This website uses cookies. Learn more
Financial communications is arguably the most successful part of the global public relations industry.
Practitioners earn the most and consultancies charge the biggest fees. Quality of execution is invariably very high.
Yet I see a sector that is too opaque, doesn’t sufficiently reflect society and too often puts risk mitigation ahead of reputation management.
In short, it is a sector needing not one but three revolutions, if it is to provide organisations and clients with the advice and service they seek.
Wherever we look, we see professional communicators becoming part of the story. This can be for the clients they work for, the fees they charge, their closeness to Government or what they did for their clients. To survive and thrive in this age of greater scrutiny and to avoid embarrassing our clients, we need to provide greater transparency as consultancies. That means openness about who we work for (or won’t work for), what we do, and what our professional standards are.
The financial communications world is the capital markets world – a world of CEOs, CFOs, bankers, lawyers, brokers and accountants. This world lives with an uncomfortable truth. Despite all the talk, it lags behind society’s expectations on diversity of background, gender, and racial equality. Financial communications practitioners and consultancies tend to do the same.
In this year of focus on ESG (environment, society, governance), many business sectors are fighting for their licence to operate and to speak. So it’s more important than ever that the advisers to our major corporations can bring the perspectives of the outside world into the board room.
They will only do this if they embrace ESG themselves and get ahead of their clients on diversity, gender equality, combatting climate change, ethics, and contributing to society.
Recently, for the PRCA’s first financial comms conference, I played a game of taking the chief executives' comments from annual results statements and mixing them up – the first paragraph from one with the second paragraph from another, etc. They were all beautifully crafted but, in most cases, it didn’t make any difference, because they’re all largely the same.
Now this approach is fine from a risk mitigation point of view, but it doesn’t engage with entrepreneurs who want to differentiate themselves or young people, or people outside the business world, or politicians.

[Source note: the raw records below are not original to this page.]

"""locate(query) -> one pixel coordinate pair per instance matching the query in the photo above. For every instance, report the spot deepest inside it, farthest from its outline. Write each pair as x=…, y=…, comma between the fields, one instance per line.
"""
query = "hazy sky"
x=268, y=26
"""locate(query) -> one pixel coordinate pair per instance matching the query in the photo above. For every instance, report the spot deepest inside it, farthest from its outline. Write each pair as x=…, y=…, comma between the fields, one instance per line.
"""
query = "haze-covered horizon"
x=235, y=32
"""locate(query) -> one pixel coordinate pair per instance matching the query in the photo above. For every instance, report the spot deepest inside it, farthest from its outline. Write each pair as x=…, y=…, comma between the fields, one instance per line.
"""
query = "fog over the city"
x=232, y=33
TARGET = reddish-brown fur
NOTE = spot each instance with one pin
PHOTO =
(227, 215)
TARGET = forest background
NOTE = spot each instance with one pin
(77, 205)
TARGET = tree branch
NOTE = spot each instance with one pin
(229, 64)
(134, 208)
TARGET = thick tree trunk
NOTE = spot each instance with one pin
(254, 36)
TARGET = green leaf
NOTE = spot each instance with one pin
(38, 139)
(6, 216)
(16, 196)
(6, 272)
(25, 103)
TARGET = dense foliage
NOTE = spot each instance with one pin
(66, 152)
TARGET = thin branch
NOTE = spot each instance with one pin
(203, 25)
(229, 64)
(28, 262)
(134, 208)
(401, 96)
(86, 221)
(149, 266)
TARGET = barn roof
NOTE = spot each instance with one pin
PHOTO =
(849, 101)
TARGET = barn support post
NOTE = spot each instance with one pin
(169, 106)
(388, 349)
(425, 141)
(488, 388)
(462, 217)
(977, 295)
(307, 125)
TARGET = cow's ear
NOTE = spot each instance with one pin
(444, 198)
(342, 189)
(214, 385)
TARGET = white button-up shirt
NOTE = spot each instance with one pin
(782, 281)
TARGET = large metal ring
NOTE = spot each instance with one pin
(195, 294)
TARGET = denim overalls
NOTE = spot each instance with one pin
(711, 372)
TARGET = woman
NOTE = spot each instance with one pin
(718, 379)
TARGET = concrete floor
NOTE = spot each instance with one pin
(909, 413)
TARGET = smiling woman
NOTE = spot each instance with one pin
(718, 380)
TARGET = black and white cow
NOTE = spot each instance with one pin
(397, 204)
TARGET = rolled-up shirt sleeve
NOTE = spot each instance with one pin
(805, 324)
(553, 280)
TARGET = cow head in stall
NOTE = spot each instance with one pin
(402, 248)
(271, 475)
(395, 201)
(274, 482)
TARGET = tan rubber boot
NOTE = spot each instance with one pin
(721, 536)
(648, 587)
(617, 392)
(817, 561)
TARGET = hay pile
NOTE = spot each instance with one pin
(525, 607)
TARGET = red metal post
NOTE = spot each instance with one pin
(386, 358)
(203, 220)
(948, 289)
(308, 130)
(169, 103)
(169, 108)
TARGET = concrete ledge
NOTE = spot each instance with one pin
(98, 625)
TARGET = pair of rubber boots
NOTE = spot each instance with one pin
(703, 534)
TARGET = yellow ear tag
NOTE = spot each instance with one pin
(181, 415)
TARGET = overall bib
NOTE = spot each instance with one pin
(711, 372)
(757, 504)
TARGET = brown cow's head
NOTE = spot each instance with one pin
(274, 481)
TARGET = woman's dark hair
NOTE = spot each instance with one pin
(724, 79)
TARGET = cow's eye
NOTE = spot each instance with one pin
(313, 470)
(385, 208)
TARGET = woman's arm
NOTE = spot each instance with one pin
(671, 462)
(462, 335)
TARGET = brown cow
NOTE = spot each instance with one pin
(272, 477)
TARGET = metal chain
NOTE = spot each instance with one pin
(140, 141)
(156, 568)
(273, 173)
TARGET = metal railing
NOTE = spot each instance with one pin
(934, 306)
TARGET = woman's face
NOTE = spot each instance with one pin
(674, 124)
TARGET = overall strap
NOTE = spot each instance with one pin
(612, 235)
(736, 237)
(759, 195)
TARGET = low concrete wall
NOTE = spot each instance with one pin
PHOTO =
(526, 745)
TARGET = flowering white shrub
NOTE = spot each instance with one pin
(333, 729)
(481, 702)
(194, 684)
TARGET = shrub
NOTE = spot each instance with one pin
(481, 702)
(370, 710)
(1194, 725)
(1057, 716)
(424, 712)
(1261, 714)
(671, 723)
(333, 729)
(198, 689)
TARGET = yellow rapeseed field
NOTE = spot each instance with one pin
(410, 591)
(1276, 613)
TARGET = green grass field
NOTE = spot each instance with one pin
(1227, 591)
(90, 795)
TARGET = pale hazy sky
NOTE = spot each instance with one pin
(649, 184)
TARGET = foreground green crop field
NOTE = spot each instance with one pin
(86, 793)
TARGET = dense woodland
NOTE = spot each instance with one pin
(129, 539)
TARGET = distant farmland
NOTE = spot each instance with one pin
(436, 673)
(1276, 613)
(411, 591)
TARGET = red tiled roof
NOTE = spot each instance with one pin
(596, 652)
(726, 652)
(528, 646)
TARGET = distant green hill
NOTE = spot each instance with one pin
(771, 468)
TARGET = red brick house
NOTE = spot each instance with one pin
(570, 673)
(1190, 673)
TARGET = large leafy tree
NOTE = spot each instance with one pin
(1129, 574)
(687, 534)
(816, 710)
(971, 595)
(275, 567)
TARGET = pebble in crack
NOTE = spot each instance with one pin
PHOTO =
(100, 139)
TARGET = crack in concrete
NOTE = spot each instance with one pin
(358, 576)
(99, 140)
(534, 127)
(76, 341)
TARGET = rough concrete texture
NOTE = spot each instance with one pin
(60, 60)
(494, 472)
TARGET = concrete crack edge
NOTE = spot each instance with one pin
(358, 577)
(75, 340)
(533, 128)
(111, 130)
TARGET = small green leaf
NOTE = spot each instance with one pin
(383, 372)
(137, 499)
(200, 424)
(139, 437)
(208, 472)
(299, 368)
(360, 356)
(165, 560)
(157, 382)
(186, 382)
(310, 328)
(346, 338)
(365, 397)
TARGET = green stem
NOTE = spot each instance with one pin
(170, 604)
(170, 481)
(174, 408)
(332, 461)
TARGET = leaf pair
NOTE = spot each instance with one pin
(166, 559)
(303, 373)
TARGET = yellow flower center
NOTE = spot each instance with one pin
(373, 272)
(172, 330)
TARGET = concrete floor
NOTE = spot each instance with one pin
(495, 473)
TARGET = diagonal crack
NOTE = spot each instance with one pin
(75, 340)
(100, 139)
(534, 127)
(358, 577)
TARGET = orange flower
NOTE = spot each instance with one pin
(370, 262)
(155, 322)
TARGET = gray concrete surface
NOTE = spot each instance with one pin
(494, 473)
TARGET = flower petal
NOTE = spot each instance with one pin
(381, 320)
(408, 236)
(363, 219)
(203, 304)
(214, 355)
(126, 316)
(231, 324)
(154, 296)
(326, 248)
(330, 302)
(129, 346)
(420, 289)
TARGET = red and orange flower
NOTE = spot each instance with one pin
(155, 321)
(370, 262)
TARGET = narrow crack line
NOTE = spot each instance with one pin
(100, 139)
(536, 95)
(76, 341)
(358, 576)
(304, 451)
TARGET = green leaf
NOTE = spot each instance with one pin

Risk mitigation is a crucial part of what we do, but it’s not reputation management, which considers equally when it’s time to be bold, creative and expansive – and when to mitigate risk.
The danger for organisations comes when the financial communications programme subsumes corporate comms and the balance between reputation management and risk mitigation is out of kilter. All too often this is the case.
So the final, and most important, revolution needed in the financial communications world is to genuinely transform into reputation management.